Question for those of you using KCNC top clamps. How did you fir M6 bolts through the Thomson post holes? On my Thomson post it looks like the M6 bolts wont fit. Did you drill out the holes? I don't know if I like that idea. But what other option is there?


----------



## nikoli8 (Mar 23, 2008)

You must get the m5 clamps...and m5 bolts


----------



## emparlace (Aug 12, 2008)

nikoli8 said:


> You must get the m5 clamps...and m5 bolts


That was what i was just going to say. :thumbsup: 
With the m5 you will not have problems at all.


----------



## 411898 (Nov 5, 2008)

I just cut my Masterpiece down to it's minimum depth legnth into the frame. I cut about 2" off and that shaved 15 GRAMS and it was FREE!

My bike's weight dropped from 24.22 to 24.19 for free. I'll be in 23 pound land before long now...


----------



## Broccoli (Jun 11, 2008)

*offtopic*



ambassadorhawg said:


> My bike's weight dropped from 24.22 to 24.19 for free. I'll be in 23 pound land before long now...


http://cgi.ebay.com/ws/eBayISAPI.dll?ViewItem&item=220573787401

There was a long thread about those here, if you have not got them yet..


----------



## DavidR1 (Jul 7, 2008)

1415chris said:


> My MP comes to 149.3g 34.9 350mm
> 
> Carbon cradle, al yokes, ti bolts and al drilled washers.
> 
> ...


Does Smud ship to the US? Has anybody had luck contacting them? I wrote an email, but haven't heard back yet.


----------



## 1415chris (Mar 21, 2009)

I don't think that can be a problem if so let me know I can ship wherever you want, us included  

Sometimes there is a delay with his replays.


----------



## egebhardt (Nov 16, 2004)

rc51kid said:


> what about using the "ultrlight ti seatpost hardware kit" would be lighter?


The hardware kit is nice, I suppose, but I have to buy that shaft unecessarily.
http://torontocycles.com/Selling/Seat_and_Post.html


----------



## mikesnowdon (Sep 25, 2009)

How are people getting the KCNC yokes perfectly straight on the Thomson post?
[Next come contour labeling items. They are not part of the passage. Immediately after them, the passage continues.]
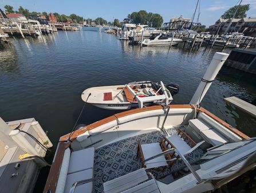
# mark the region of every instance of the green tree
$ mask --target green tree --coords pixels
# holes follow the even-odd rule
[[[238,7],[238,9],[237,10],[237,14],[234,18],[242,18],[246,17],[247,15],[246,13],[250,9],[250,4],[236,5],[226,11],[225,13],[221,15],[221,18],[223,19],[232,18]]]
[[[26,18],[29,17],[29,15],[30,14],[28,9],[24,9],[22,6],[19,6],[18,9],[18,13],[22,14]]]
[[[155,27],[160,27],[164,21],[163,17],[157,13],[154,13],[152,17],[149,18],[151,26]]]
[[[95,19],[93,22],[95,22],[95,23],[96,23],[96,25],[107,25],[107,23],[108,23],[108,22],[105,20],[104,19],[103,19],[101,17],[98,17],[96,19]]]
[[[3,7],[5,7],[5,12],[6,12],[7,14],[14,13],[13,7],[11,6],[10,5],[6,5]]]
[[[120,23],[120,22],[119,21],[119,19],[114,19],[114,23],[113,23],[114,26],[117,26],[117,27],[121,27],[121,24]]]
[[[36,12],[36,11],[32,11],[30,13],[30,15],[37,15],[40,14],[40,12]]]

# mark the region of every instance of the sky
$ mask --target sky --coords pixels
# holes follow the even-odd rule
[[[199,22],[207,26],[213,25],[225,11],[237,5],[238,0],[200,0]],[[148,13],[159,13],[164,22],[182,15],[191,18],[197,0],[0,0],[0,8],[9,5],[18,10],[19,6],[30,12],[57,12],[69,15],[74,13],[85,18],[100,17],[108,21],[114,18],[123,21],[128,14],[145,10]],[[247,17],[256,18],[256,0],[243,0],[242,4],[250,4]],[[198,15],[196,14],[196,15]],[[196,16],[197,18],[197,16]]]

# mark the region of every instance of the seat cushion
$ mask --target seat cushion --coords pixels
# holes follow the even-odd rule
[[[91,147],[71,153],[68,174],[92,168],[94,148]]]
[[[103,184],[105,193],[118,193],[129,189],[148,179],[143,168]]]
[[[153,179],[147,181],[142,184],[127,190],[123,193],[160,193],[157,185]]]
[[[199,132],[212,128],[212,127],[201,119],[191,119],[188,122],[194,129],[196,129],[196,131]]]
[[[167,139],[182,155],[186,153],[191,148],[187,143],[184,141],[183,140],[176,134],[173,134]]]
[[[229,140],[214,129],[202,132],[203,137],[212,145],[217,145],[228,142]]]
[[[69,193],[69,190],[73,184],[76,182],[92,179],[93,177],[92,169],[83,170],[80,172],[68,174],[66,176],[64,193]],[[77,187],[76,193],[91,193],[92,191],[92,182],[81,184]]]
[[[145,159],[155,156],[163,152],[159,143],[153,143],[141,144],[142,151]],[[161,166],[168,166],[164,155],[156,157],[146,162],[147,168],[156,168]]]

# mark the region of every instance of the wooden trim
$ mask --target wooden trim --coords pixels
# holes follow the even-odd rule
[[[182,133],[182,135],[180,135],[180,137],[182,138],[183,137],[183,135],[185,136],[185,137],[187,137],[188,139],[188,142],[187,143],[188,145],[190,146],[190,144],[192,144],[192,147],[194,147],[195,145],[196,145],[196,143],[184,131],[182,131],[180,128],[178,129],[179,130],[179,132],[178,133],[178,135],[179,135],[180,133]]]
[[[46,193],[49,190],[50,190],[51,193],[55,193],[65,151],[69,147],[70,144],[70,142],[67,143],[60,142],[58,143],[58,147],[54,157],[55,159],[52,164],[50,172],[48,174],[48,178],[45,186],[44,193]]]
[[[171,108],[194,108],[194,107],[191,105],[169,105]],[[70,140],[73,141],[77,137],[77,136],[81,134],[85,133],[86,131],[93,129],[99,126],[102,125],[104,124],[108,123],[110,121],[116,120],[118,118],[123,117],[127,115],[131,115],[133,114],[135,114],[139,112],[146,112],[148,111],[152,110],[157,110],[157,109],[163,109],[163,107],[161,105],[155,105],[155,106],[151,106],[147,108],[143,108],[141,109],[135,109],[129,111],[124,111],[114,115],[112,115],[110,117],[101,119],[98,121],[93,123],[91,124],[87,125],[86,127],[84,127],[79,130],[76,131],[72,134]],[[70,133],[66,134],[60,138],[60,141],[66,141],[69,136]]]
[[[239,136],[240,137],[241,137],[242,139],[246,139],[250,138],[249,136],[247,136],[246,135],[243,133],[243,132],[241,132],[238,129],[233,127],[231,125],[230,125],[229,124],[226,123],[223,120],[219,119],[216,116],[214,115],[212,113],[210,112],[206,109],[203,108],[203,107],[201,107],[200,108],[198,108],[198,110],[200,112],[202,112],[203,113],[206,113],[207,115],[210,116],[210,117],[212,118],[215,121],[218,121],[219,123],[229,129],[230,131],[234,133],[235,134]]]

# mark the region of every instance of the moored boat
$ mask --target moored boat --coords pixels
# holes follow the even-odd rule
[[[167,88],[167,89],[166,89]],[[130,82],[126,85],[89,88],[82,99],[96,107],[107,109],[130,109],[159,103],[170,104],[179,92],[174,83],[164,85],[152,81]]]
[[[199,104],[228,54],[216,53],[191,104],[103,119],[60,139],[46,192],[204,192],[256,166],[256,140]]]
[[[173,46],[182,42],[182,40],[172,38],[164,34],[155,34],[149,39],[144,40],[142,44],[144,46]]]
I cant quite get he front one to sit flat against the top of the saddle rails.


----------



## lamard (Feb 14, 2010)

has anyone tried drilling the stock cradle out?
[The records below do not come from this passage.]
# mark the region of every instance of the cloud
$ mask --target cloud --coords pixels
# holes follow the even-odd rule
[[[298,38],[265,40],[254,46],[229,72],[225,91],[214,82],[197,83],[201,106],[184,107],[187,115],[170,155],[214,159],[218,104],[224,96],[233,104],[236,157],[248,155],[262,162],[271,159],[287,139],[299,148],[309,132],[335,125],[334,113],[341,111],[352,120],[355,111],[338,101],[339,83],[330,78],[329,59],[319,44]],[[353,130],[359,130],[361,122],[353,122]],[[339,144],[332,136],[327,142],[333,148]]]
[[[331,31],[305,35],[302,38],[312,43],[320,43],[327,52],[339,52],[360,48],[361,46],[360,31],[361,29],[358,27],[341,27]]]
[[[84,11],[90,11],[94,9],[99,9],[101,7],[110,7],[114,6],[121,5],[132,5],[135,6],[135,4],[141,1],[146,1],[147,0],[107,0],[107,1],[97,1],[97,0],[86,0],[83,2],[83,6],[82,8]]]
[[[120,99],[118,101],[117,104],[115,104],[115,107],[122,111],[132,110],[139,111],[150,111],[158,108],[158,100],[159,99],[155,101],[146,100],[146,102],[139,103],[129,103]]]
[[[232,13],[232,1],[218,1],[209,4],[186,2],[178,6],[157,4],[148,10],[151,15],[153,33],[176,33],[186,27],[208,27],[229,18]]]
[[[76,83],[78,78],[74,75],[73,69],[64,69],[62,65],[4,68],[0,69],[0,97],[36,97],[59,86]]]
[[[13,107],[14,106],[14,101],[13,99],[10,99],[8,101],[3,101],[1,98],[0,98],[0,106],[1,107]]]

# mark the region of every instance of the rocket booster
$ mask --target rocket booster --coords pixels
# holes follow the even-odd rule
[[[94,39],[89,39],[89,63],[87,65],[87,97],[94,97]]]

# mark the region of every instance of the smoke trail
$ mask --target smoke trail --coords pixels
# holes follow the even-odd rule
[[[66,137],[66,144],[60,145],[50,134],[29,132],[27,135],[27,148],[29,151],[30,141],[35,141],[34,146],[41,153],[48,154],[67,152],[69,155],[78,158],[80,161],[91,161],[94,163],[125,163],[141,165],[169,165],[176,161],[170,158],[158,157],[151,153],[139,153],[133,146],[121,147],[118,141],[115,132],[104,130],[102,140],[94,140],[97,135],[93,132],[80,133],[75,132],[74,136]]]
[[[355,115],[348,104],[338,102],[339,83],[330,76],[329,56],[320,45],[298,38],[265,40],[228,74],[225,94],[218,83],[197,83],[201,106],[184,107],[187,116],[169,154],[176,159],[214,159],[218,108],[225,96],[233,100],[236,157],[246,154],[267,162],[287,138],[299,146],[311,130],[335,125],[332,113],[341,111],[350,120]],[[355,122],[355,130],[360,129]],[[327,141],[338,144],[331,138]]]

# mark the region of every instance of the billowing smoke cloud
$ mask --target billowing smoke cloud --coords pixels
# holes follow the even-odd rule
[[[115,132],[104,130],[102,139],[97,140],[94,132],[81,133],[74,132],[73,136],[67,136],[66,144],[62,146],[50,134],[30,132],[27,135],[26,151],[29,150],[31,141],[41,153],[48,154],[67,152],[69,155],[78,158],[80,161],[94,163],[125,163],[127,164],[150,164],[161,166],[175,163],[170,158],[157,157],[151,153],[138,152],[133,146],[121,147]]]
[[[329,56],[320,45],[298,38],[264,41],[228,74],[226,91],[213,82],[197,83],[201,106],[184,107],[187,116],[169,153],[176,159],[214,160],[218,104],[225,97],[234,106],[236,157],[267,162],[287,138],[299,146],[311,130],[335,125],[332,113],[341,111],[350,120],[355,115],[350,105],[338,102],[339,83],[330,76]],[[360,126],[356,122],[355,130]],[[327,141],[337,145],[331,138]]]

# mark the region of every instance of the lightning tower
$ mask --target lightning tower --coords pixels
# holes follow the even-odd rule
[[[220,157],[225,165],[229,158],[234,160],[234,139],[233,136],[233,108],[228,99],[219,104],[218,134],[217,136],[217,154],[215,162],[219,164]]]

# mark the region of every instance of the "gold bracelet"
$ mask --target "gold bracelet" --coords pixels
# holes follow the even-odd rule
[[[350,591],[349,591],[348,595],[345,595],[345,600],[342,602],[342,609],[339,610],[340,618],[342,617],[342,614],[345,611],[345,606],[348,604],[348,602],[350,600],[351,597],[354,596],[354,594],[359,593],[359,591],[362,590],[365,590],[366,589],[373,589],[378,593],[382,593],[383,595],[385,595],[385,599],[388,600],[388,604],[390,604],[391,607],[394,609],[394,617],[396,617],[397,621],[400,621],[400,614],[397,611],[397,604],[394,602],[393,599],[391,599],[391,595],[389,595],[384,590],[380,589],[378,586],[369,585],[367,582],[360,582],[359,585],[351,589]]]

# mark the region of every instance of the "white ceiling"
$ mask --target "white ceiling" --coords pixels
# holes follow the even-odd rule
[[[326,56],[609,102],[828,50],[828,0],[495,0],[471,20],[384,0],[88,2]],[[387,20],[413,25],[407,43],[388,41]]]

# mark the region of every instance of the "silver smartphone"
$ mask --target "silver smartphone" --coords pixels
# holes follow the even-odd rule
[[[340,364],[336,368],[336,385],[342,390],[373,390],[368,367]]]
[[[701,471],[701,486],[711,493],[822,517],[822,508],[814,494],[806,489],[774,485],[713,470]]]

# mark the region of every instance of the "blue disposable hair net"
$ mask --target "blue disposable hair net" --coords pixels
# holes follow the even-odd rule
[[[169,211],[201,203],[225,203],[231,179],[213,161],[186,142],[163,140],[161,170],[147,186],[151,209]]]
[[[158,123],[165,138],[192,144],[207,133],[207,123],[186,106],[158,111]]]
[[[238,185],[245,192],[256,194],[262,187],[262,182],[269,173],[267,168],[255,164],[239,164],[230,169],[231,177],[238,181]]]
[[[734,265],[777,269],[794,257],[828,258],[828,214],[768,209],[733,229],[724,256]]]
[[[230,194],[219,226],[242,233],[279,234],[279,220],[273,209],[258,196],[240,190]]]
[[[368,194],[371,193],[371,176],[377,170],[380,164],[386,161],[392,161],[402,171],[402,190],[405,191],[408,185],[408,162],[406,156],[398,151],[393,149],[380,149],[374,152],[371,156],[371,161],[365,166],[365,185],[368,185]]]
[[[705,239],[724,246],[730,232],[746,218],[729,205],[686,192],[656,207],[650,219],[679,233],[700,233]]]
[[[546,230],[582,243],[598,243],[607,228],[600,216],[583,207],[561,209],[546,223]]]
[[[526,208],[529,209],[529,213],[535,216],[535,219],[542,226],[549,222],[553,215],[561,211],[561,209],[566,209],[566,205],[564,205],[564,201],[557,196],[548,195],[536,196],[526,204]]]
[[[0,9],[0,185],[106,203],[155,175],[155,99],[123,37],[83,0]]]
i've got the toronto cycles Ti kit, but noticed the bulk of the weight is in the cradle


----------



## rc51kid (Jul 24, 2008)

lamard said:


> has anyone tried drilling the stock cradle out?
> 
> i've got the toronto cycles Ti kit, but noticed the bulk of the weight is in the cradle


mostly in the top section, mine was 31g. Bottom was only 18g. the post was only 122g so it has the ability to be a light setup.


----------



## nikoli8 (Mar 23, 2008)

I had two tops to choose from 27 and 31... But my KCNC are seven.. My Scud should be here soon... 

As for positioning KCNC. I got lucky right away .,,thank god...


----------



## ilovecharlie (Sep 1, 2009)

DFYFZX said:


> I run a KCNC Scandium Ti post with a Thomson lower cradle.


I've got the KCNC post too. I've recently bought a carbon railed SLR before reading this thread. I don't like the idea of carbon fragments in my bottom. So, I've been looking around for somewhere to buy the thompson lower cradle, but no luck so far..

Could anyone send me in the right direction?


----------



## nikoli8 (Mar 23, 2008)

Do u u want normal thomson or scud carbon?


----------



## ilovecharlie (Sep 1, 2009)

i'd love to go the smud carbon but I'm thinking the std thompson one as i exceed the 80kg limit.as soon as i'm motivated to lose the 9 extra kilos on my body I'll fork out some more $$$ for the 8 gramm saving the smud offers..


----------



## 1415chris (Mar 21, 2009)

There is nothing to worry about, my set, look at post 20, and I'm well above the limit you are talking about


----------



## DavidR1 (Jul 7, 2008)

Well. I used the Smud Carbon lower section on my seatpost. It broke today during a race...real bummer!! I would stay away from this part and just stick with the Thomson.


----------



## nikoli8 (Mar 23, 2008)

Take a pic


----------



## 1415chris (Mar 21, 2009)

My one, although not from smud, in use for 500km few races and it's ok, just add I've got fs frame.


----------



## DavidR1 (Jul 7, 2008)

nikoli8 said:


> Take a pic


Sorry, no pic. I was in the middle of the race and didn't have time to stop and search around the leaves. Heard the part break, stopped, picked my saddle up and kept on going.


----------



## nikoli8 (Mar 23, 2008)

That sucks... I just switched back from KCNC top clamps to Thomson.. 
Kcnc scrapped my rails with some slippage on my Tune Kom Vor...


----------



## DavidR1 (Jul 7, 2008)

nikoli8 said:


> Take a pic


Alright, let me take that back. The race I was in was local and I was able to get back out there this week. During my ride, I looked around for a minute to try and find the carbon cradle. What do you know, I found it. Here are a few quick picks I took.


----------



## mikesnowdon (Sep 25, 2009)




----------



## vikingboy (Nov 5, 2008)

Way to go, a lefty seatpost clamp! Cool idea!


----------



## Juanmoretime (Jul 30, 2004)

DavidR1 said:


> Well. I used the Smud Carbon lower section on my seatpost. It broke today during a race...real bummer!! I would stay away from this part and just stick with the Thomson.


Did you tell Smud what your intended use and weight since they custom build it for intended use? Did you also let them know you were going to just use the bottom? Also its designed to be used with the upper clamp too. I've had zero issues with mine and I've been on it 4 months so far although I use the Thomson upper carbon clamp too.


----------



## culturesponge (Aug 15, 2007)

sorry to see the pics of your mushed Smudek lower cradle DavidR1

(don't want to jinx myself but...) my cradle has been fine too on a stumpy fsr - just a creak every once in a while when its ruff

i agree with Juanmoretime that it might have been better to pair up both top + bottom carbon cradles - glad you were not hurt :thumbsup:

did you contact Smudek?


----------



## 1415chris (Mar 21, 2009)

Smudek sells his stuff with warranty so worth to do that.


----------



## DavidR1 (Jul 7, 2008)

1415chris said:


> Smudek sells his stuff with warranty so worth to do that.


I sent the pics to him. I don't expect him to do anything, but thought he may want to see them for future versions.


----------